Introduction : A huge variety of haematological manifestations and derangements have been frequently published with COVID-19 infections, however Factor V deficiency and COVID-19 infection has not been documented. We are reporting a case of acquired Factor V deficiency due to inhibitor caused by COVID 19 infection . Factor V deficiency is a rare bleeding disorder having either inherited or acquired forms. Acquired factor V deficiency (AFVD) can present at any age, with the manifestations ranging from abnormal deranged PT/PTT to serious bleeding and quite often challenging to diagnose. The risk factors for development of inhibitors include surgical procedures, Hepatitis, antibiotic, Urinary tract infections, blood transfusions, haemodialysis, malignancies like multiple myeloma, amyloidosis and autoimmune disorders. Around 30% of cases of AFVI are found to be idiopathic. Studies suggest that there is a temporal Connection between SARS-CoV-2 infection and the development of coagulopathy. This could be possible since COVID -19 infection is well associated with autoimmune coagulation abnormalities such as lupus anticoagulant, antiphospholipid antibodies, and venous thromboembolism. The precise mechanisms behind the relationship between Covid19 infection and development of Factor V deficiency is not fully understood. SARS-CoV-2 infection induces a proinflammatory state causing endothelial damage, platelet activation and hyperviscosity. We suggest that the factor V inhibitor was formed in the setting of immune dysregulation from the underlying COVID-19 as coagulation profile was normal before admission to hospital.
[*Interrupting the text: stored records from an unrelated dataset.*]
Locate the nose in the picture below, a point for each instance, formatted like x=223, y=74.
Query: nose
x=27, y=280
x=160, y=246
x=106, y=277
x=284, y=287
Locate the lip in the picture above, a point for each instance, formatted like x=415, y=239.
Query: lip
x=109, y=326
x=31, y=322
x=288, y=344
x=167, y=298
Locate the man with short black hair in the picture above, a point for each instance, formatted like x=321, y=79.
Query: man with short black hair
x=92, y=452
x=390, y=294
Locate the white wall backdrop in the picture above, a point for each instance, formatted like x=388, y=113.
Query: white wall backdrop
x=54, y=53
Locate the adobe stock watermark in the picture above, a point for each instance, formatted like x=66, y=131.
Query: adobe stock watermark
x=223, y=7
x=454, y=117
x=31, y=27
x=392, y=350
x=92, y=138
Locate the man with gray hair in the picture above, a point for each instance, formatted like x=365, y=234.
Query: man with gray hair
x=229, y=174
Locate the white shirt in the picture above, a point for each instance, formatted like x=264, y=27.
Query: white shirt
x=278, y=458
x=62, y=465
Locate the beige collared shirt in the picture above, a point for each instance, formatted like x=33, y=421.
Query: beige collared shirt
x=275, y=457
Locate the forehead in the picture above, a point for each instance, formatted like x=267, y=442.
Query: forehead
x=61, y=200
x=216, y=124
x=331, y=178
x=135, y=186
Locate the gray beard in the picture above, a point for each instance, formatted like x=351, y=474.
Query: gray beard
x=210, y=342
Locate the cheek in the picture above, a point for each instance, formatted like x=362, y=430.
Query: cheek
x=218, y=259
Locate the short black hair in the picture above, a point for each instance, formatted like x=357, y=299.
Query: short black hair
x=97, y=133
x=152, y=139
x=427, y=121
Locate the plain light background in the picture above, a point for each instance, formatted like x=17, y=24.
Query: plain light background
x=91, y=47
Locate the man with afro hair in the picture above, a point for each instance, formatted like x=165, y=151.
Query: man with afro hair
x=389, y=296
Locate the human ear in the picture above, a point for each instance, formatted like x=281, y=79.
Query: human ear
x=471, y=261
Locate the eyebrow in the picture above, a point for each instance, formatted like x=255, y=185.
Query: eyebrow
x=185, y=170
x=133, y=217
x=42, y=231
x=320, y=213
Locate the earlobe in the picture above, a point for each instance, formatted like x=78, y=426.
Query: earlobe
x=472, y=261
Result and method: A 62 year old gentleman with background of dyslipidemia and IBS was admitted to the hospital with asymptomatic COVID pneumonia. The patient was started on Lopinavir-Ritonivir 500mg BID and enoxaparin 40mg OD. Upon routine testing patient was found to have a deranged coagulation profile (PT: 41.9sec/APTT: 104.7sec/INR: 3.5/Fibrinogen: 3.04gm/L/ D-dimer: <0.30mg/L FEU). Daily results kept showing a steady rise of coagulation parameters (PT: 46.5sec/APTT: 122.0sec/INR: 3.9) however the patient was asymptomatic. Results demonstrated severe factor V deficiency (<5.7%) with mildly reduced Factor VII (53.8%) and a mildly elevated factor VIII (195.4%). PT and APTT mixing studies showed no correction of the prolonged clotting times before and after 2 hours incubation, hence the failure of correction suggested the presence of an inhibitor for which Bethesda test for Inhibitor's titer and autoimmune screening were sent. Considering the Factor V inhibitor deficiency with background of active COVID-19 infection and to prevent bleeding complications, the patient was started on Inhibitor eradication therapy with Dexamethasone 20 mg, and Immune globulin intravenous 45 gm. Inhibitor titers came back positive for an inhibitor level of 9 BU/ml. Autoimmune screen for ANA and anti-B2 glycoprotein came back negative. Malignancy was ruled out. Throughout the hospital stay , we did not encounter any bleeding manisfestions or drop in haemoglobin. Since the patient had a previous record of normal coagulation profile in 2019, a diagnosis of COVID-19 infection-related Factor V deficiency with inhibitor was made. After a four-days course of inhibitors eradication, PT INR and aPTT started coming down with no significant complications, the patient was discharged on oral prednisolone and vitamin K. Follow up in the clinic after 3 weeks showed complete normalization of coagulation profile.

Conclusion:

A wide range of haematological manifestation have been reported with COVID-19 infection, but the association of Factor V deficiency due to inhibitors and COVID-19 infection have not been reported in the literature earlier. Treatment will be focusing on treating the primary cause and eradication of the inhibitors.

No relevant conflicts of interest to declare.